Cognitive structural theories are an interesting way to organize the process of knowledge. While these theories are valuable, there are two things that did not resonate with me entirely. First, is the fact that these theories are structured in stages. This seems like a linear way to think about cognitive development. The idea that to advance in a stage, an individual must face a cognitive conflict that he/she/ze cannot assimilate into their current thinking seems inflexible. At the same time, I understand that developmental theories function under the assumption that complex development can only be attained by fulfilling the developmental requirements of a prior stage. The second thing that did not resonate was that the end stages of the cognitive structural theories involve returning to a sense of dualism with reasoning. For example, Perry's Commitment to Relativism stage, simply put, believes that there is a right and wrong answer (dualism) and after taking everything into account, the individual stays committed to what he/she/ze believes is right. It was a little confusing, because it makes cognitive structural theories' goal seem like progression toward a higher-level dualism.

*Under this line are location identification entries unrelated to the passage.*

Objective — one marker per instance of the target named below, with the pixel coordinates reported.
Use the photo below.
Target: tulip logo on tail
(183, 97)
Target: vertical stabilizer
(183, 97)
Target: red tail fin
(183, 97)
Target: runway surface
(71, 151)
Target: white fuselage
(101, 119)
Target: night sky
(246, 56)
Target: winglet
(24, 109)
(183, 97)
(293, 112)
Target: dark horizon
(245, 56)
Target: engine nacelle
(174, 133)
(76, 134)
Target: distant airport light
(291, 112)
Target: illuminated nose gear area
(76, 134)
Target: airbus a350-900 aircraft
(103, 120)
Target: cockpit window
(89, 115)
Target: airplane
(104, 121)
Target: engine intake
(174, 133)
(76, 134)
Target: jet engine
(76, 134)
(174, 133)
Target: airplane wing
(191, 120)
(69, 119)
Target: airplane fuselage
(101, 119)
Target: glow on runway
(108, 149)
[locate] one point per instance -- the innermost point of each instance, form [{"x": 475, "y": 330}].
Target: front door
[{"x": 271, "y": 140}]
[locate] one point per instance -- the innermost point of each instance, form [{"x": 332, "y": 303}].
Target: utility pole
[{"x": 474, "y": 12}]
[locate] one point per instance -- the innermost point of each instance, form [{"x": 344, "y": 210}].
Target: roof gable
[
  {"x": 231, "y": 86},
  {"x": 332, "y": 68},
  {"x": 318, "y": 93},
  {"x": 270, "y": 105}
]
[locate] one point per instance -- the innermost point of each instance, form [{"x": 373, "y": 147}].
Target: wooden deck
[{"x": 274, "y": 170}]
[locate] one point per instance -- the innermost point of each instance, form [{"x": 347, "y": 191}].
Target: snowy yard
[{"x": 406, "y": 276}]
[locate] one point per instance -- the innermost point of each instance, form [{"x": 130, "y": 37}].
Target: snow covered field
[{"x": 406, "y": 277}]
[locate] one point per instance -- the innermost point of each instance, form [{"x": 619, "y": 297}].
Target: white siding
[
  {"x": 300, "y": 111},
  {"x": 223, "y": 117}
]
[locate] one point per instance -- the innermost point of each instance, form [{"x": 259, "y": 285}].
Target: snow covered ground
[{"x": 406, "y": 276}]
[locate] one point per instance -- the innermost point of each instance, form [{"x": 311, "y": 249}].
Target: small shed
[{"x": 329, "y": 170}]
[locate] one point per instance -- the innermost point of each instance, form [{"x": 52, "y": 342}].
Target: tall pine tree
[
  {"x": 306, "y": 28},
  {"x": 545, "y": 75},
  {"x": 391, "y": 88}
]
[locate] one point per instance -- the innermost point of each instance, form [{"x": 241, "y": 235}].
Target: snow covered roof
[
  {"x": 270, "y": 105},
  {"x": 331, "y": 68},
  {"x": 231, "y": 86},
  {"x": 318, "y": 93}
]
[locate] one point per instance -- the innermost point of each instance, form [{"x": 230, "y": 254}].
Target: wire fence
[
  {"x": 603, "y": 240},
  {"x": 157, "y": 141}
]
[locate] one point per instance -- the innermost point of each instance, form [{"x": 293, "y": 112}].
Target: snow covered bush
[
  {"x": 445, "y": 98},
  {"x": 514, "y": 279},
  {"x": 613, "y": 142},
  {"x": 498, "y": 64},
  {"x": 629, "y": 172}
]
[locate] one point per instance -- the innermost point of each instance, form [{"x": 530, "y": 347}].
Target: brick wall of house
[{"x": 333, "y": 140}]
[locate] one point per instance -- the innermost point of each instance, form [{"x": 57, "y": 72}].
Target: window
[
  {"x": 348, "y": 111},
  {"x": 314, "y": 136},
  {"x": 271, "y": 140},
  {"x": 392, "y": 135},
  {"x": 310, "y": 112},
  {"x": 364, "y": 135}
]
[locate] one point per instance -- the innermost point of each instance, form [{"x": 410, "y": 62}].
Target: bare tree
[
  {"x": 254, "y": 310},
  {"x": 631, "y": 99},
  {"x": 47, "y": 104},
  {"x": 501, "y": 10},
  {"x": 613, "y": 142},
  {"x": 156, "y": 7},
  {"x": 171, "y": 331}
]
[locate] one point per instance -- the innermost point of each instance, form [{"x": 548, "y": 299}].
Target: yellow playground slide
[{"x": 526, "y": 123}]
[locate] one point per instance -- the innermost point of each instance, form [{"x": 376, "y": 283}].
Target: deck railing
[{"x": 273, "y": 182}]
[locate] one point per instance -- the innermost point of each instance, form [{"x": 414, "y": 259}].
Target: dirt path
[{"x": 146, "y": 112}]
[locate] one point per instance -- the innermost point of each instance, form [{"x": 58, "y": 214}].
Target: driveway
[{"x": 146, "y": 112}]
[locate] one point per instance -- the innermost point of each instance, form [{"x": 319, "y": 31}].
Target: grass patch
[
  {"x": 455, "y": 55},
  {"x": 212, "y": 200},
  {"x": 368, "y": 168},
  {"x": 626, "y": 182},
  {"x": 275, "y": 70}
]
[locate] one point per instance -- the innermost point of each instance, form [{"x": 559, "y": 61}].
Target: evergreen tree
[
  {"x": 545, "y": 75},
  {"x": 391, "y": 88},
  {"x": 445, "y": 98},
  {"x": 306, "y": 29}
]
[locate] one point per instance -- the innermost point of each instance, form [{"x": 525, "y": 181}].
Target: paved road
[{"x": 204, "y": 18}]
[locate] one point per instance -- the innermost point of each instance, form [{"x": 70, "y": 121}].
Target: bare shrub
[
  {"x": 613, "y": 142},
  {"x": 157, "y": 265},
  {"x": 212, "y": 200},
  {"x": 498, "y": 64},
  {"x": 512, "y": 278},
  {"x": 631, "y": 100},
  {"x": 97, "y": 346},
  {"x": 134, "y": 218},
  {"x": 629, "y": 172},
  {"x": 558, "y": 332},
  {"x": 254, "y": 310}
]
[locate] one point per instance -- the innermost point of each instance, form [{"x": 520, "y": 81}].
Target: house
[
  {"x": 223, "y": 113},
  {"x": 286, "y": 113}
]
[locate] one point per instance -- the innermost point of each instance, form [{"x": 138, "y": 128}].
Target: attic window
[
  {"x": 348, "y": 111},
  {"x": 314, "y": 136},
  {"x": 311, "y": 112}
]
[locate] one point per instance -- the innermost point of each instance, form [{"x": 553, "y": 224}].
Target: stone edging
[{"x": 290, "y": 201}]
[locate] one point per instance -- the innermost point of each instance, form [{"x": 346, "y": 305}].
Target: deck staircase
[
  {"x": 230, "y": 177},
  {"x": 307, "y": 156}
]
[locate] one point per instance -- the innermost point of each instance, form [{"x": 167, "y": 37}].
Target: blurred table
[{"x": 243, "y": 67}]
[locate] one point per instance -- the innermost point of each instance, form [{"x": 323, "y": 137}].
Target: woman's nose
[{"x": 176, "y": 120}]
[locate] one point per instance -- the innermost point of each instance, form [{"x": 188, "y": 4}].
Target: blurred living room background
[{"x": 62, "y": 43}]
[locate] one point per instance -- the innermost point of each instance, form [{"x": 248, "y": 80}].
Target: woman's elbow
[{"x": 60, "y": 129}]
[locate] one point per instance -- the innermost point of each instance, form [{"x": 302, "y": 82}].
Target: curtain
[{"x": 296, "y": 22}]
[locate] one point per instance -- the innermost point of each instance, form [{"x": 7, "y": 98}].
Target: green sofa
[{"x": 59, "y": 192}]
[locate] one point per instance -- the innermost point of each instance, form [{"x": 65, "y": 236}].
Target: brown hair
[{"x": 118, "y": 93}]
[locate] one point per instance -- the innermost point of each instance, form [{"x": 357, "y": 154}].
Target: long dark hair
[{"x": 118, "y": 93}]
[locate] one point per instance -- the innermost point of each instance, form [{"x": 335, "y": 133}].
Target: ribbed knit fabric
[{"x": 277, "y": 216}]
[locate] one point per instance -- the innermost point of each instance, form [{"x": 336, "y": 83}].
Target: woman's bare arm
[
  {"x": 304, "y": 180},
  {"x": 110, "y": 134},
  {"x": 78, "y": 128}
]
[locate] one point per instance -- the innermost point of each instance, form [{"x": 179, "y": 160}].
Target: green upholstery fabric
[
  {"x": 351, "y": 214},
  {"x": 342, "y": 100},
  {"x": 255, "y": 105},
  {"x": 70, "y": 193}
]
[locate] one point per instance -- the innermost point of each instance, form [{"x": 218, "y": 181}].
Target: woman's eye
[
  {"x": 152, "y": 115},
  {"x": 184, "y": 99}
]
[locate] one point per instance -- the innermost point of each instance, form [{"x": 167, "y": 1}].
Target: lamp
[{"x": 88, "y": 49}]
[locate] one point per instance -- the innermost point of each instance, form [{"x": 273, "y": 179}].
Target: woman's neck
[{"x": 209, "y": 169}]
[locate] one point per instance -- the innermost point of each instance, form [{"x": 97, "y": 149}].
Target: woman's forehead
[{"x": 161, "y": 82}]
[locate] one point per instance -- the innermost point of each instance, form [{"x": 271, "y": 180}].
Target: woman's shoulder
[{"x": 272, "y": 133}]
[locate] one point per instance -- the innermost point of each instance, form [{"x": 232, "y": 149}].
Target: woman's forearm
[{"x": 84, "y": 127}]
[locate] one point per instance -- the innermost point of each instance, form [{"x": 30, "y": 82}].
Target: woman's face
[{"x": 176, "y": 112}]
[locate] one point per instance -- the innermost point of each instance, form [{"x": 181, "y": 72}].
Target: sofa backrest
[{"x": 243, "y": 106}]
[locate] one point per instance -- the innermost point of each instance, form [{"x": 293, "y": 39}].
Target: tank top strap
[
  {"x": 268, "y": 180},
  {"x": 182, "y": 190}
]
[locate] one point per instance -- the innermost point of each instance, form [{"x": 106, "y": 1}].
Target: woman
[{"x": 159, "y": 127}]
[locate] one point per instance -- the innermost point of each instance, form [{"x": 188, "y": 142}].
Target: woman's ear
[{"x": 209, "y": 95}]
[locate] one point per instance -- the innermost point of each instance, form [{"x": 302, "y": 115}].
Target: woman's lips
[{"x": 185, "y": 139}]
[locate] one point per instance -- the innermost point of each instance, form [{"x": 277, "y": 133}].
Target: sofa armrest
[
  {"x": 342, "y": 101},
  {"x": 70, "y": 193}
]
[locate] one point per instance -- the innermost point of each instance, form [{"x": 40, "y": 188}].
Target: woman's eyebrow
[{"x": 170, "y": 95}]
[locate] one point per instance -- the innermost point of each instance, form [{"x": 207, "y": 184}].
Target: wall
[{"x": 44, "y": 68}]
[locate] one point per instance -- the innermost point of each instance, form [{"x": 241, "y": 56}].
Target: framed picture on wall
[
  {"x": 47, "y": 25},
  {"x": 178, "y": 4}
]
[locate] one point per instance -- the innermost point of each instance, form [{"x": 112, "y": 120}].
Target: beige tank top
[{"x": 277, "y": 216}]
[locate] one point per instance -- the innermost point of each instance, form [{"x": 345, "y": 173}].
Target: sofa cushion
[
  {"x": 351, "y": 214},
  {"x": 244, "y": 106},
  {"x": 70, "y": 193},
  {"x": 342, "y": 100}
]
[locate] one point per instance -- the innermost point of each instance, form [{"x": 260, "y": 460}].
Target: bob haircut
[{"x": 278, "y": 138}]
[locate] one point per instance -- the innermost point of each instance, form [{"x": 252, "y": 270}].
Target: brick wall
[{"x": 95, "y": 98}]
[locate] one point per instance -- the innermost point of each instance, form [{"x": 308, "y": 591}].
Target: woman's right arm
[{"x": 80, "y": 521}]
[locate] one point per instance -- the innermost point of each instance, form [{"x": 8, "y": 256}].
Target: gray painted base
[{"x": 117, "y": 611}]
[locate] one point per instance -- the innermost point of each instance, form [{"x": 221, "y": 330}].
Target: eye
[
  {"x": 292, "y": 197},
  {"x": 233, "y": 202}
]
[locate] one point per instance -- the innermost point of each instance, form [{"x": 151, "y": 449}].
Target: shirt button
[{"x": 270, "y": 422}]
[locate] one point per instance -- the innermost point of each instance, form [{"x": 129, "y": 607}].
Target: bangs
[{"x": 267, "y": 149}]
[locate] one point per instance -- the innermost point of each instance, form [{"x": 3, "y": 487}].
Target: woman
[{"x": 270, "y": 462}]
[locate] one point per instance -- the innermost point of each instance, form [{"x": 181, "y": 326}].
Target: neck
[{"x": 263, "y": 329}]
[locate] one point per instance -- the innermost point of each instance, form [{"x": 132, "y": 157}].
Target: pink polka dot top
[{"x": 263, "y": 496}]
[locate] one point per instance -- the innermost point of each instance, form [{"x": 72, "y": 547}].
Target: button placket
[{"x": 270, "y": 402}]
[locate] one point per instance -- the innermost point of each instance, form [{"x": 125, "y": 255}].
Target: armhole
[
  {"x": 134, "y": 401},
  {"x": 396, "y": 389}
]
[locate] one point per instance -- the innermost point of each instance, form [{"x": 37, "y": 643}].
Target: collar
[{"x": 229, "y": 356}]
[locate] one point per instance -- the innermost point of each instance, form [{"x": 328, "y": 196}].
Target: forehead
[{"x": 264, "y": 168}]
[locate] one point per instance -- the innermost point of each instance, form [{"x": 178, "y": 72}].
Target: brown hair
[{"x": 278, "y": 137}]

Cognitive structural theories set the foundation for how we as student affairs professionals view how our students engage in making meaning of knowledge. While these theories have their strengths, it is important to be cognizant that certain things like culture and gender are not taken into account in all of the theories. As with any theory, there is additional research that can be done. What cognitive structural theories do provide student affairs professionals with is the ability to begin to understand how the students we work with conceptualize knowledge in arenas, such as the classroom, social interactions, and group interactions to name a few. Cognitive structural theories give student affairs professionals the insight to meet our students where they are at and create effective interventions and learning environments to facilitate their growth.
Evans, N. J., Forney, D. S., Guido, F. M., Patton, L. D., & Renn, K. A. (2010). Student development in college: Theory, research, and practice (2nd ed.). San Francisco, CA: Jossey-Bass.
Love, P. G., & Guthrie, V. L. (1999). Understanding and applying cognitive development theory. New directions for student services, No. 88. San Francisco, CA: Jossey-Bass.